Backed by the Partnership for Clean Competition, researchers led by Dr. Mario Thevis at German Sport University Cologne have experimented with new ways to determine the time of drug intake and dose administered for samples containing LGD-4033, also called ligandrol.
Ligandrol is a selective androgen receptor modulator (SARM), and it is prohibited by the World Anti-Doping Agency (WADA). SARMs offer similar anabolic properties to anabolic steroids but with reduced androgenic features. They target specific tissues in the body.
SARMs like ligandrol, andarine and ostarine are among WADA’s banned anabolic agents. In 2019 alone, ligandrol led to 62 adverse analytical findings (AAFs) against athletes.
However, over the last few years, a number of AAFs that concerned SARMs like ligandrol have been attributed to contaminated dietary supplements. These contested AAFs create an urgency to develop methods to tell the difference between inadvertent contamination and SARM abuse.

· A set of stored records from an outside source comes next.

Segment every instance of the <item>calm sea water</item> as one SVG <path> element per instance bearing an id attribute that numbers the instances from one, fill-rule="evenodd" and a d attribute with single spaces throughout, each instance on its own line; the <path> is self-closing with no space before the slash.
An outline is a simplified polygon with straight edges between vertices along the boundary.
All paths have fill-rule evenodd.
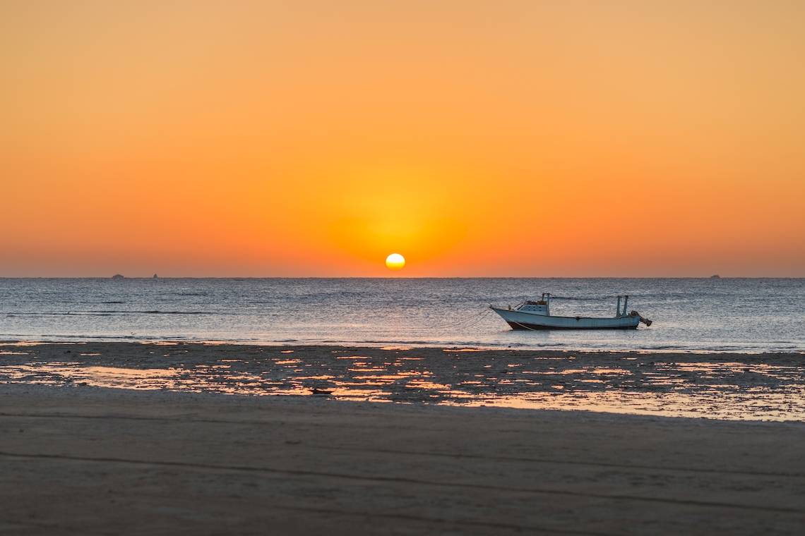
<path id="1" fill-rule="evenodd" d="M 512 331 L 487 309 L 649 328 Z M 233 341 L 576 350 L 805 351 L 803 279 L 0 279 L 0 339 Z"/>

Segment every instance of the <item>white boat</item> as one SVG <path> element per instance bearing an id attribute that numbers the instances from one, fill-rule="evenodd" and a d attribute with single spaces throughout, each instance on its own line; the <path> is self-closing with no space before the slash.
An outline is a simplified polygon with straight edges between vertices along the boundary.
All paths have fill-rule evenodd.
<path id="1" fill-rule="evenodd" d="M 637 311 L 626 314 L 628 303 L 628 296 L 618 296 L 614 317 L 552 317 L 551 294 L 543 293 L 539 301 L 523 301 L 507 309 L 489 305 L 489 309 L 499 314 L 512 329 L 636 329 L 640 322 L 651 325 L 651 321 L 643 318 Z"/>

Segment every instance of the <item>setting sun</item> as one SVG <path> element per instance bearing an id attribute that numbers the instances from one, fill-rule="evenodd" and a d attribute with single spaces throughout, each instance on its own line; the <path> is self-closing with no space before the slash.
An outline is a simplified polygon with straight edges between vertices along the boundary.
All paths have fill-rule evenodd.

The need for more specific tests for ligandrol is compounded by the improving analytical capabilities in doping control laboratories. These laboratories can now detect much lower levels of contaminants, increasing the need for tests that can determine ingestion date and dose.
This PCC-funded study, published November 2021 in Analytical and Bioanalytical Chemistry, examined the elimination behavior of ligandrol after oral application. The research generated information on elimination behavior as well as detection times for different metabolites. The ultimate conclusion was that analyte ratios combined with approximate concentrations of ligandrol can help lead to an estimation about the time point and amount of drug exposure.
The scientists suggest more elimination studies with more volunteers and further dosing, including alternate means of administration.